Let me be clear: Bob Barr and Scott Henry were correct in their characterization of the teacher and administrators involved in this incident as stupid. They also maligned her, invaded her privacy and, in all probability, subjected the school district to potential civil damages for a form of false arrest.
But none of the above is nearly as important as the school district's UNCONSTITUTIONAL effort to suppress free, private expression (aka thought). The Constitution does not give Rachel Boim the "right to free speech." She has that right because it forbids all legislatures (through the "due process" clause of the 14th Amendment) to pass any law ("no law") that would empower the agents of the state to abridge her speech or her writing.
This does not give her the right to speak anywhere she wants, or to demand that her work be published wherever she chooses. But it does give her the unfettered right to be free from any "state" interference as to what she writes in a medium that she owns and controls (her journal). She was expelled because of what her teacher read in her journal (the content). Not time. Not place. Not manner. CONTENT!
Permit me to quote Justice Fortas from Tinker v. Des Moines Independent Community School District (1969), the controlling decision on issues concerning the content of student expression: "First Amendment rights, applied in light of the special characteristics of the school environment, are available to teachers and students ... [In] our system, undifferentiated fear or apprehension of disturbance is not enough to overcome the right to freedom of expression."

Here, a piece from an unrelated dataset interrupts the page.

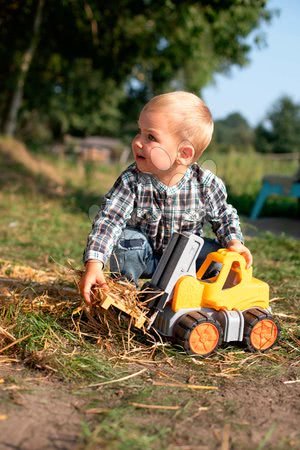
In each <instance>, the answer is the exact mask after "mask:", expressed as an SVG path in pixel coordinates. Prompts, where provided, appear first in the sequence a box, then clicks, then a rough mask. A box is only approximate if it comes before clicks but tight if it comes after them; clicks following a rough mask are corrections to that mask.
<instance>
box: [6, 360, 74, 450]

It is unfortunate that neither a former federal prosecutor nor any representatives of the press -- including the AJC -- has thought to raise Tinker in this context. May I suggest that the correct response to any government's efforts to suppress thought should be zero tolerance.

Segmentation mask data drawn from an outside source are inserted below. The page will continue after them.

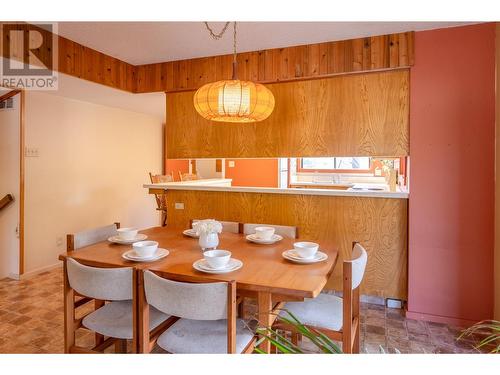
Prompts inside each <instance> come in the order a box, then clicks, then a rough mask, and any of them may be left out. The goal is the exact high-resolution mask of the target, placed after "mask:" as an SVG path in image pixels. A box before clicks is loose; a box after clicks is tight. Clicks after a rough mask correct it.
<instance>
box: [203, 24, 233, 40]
mask: <svg viewBox="0 0 500 375" xmlns="http://www.w3.org/2000/svg"><path fill="white" fill-rule="evenodd" d="M230 23H231V22H226V24H225V25H224V27H223V28H222V30H221V31H220V32H218V33H217V34H216V33H214V31H213V30H212V28H211V27H210V26H209V25H208V22H204V24H205V27H206V28H207V30H208V32H209V33H210V36H211V37H212V38H213V39H215V40H219V39H220V38H222V37H223V36H224V33H225V32H226V30H227V27H228V26H229V24H230Z"/></svg>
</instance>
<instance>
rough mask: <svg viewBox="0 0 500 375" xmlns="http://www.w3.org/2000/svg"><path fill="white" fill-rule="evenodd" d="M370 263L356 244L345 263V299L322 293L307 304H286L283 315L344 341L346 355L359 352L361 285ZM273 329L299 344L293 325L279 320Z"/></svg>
mask: <svg viewBox="0 0 500 375" xmlns="http://www.w3.org/2000/svg"><path fill="white" fill-rule="evenodd" d="M367 261H368V255H367V253H366V250H365V249H364V248H363V246H361V245H360V244H359V243H357V242H354V243H353V248H352V259H351V260H345V261H344V264H343V288H342V297H337V296H335V295H331V294H323V293H321V294H320V295H319V296H318V297H316V298H312V299H306V300H305V301H304V302H287V303H286V304H285V305H284V307H283V309H282V311H281V312H280V315H284V316H287V315H286V311H289V312H291V313H292V314H293V315H295V317H297V319H298V320H300V321H301V322H302V323H303V324H304V325H306V326H308V327H310V328H313V329H316V330H318V331H319V332H322V333H324V334H325V335H327V336H328V337H329V338H331V339H332V340H336V341H341V342H342V351H343V352H344V353H359V329H360V321H359V286H360V284H361V281H362V280H363V276H364V273H365V269H366V263H367ZM274 327H275V328H276V329H282V330H285V331H290V332H292V340H293V342H295V343H297V342H298V339H299V337H300V335H299V333H298V332H297V331H296V330H295V329H294V328H293V327H292V326H290V325H288V324H285V323H283V322H281V321H279V319H278V320H277V322H276V323H275V324H274Z"/></svg>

Oh, by the way, perhaps Barr should raise the issue of armed "resource officers" at the next meeting of the NRA. He might remind the Georgia Legislature that the Second Amendment has never been incorporated into the 14th. Oh, silly me.
-- Stan Risdon, Atlanta
Not reaction, but inaction
The single biggest fraud perpetrated on the public in regard to the Roswell High student who was expelled over her diary, is that there is a "zero tolerance" policy. Think about it. If there really were a "zero tolerance" policy, would each of the major metro school systems have literally tens of thousands of discipline referrals each year? Of course not. Georgia's students may be dead last in SAT scores, but they've obviously mastered the physics of discipline policies in the public schools: For every disruptive "action," there is an equal and spineless "inaction" when it comes to consequences.
Thus, we get treated to periodic spectacles (Remember the Tweety Bird chain?) from feeble-minded educrats desperate to create the facade of "everything's under control." If Gov. Perdue really wants to restore "hope" to Georgia's schools, he needs to make support for discipline his No. 1 priority. I hate to put it all on him, but obviously, too many Georgia school officials are taking advantage of the "free lobotomy with purchase of lottery ticket" promotion.
-- Andrew Manning, Decatur
Into the light
I just read "The boys from Kennebunkport" (Fishwrapper, Oct. 30) and "The Nazis in Dubya's closet" (Fishwrapper, Oct. 2). I have to say it explains a lot. Throughout 9-11 and the war, I've wondered why our beloved president has turned this country into a police state. Now I know. I don't voice my opinion on the war because everyone around me doesn't see what I do in regard to this war being about money and oil. It has nothing to do with weapons; it's all about control.
I just want to say thank you for shining the light on something so important to our country.
-- Chaka Leavell, Riverdale
Fight the fight
John Sugg: I am amazed every time I read one of your editorials to see that you are one of the few people out there telling us the truth about what's happening to the rights of citizens in this country -- and still, nobody listens to you (News & Views, Fishwrapper). How can Americans be so naive or so blind as to not see what the Bush regime is trying to do to this country? We've weathered Nixon, Reagan, Bush the First, and now this one. How much more can we stand before we do something about it?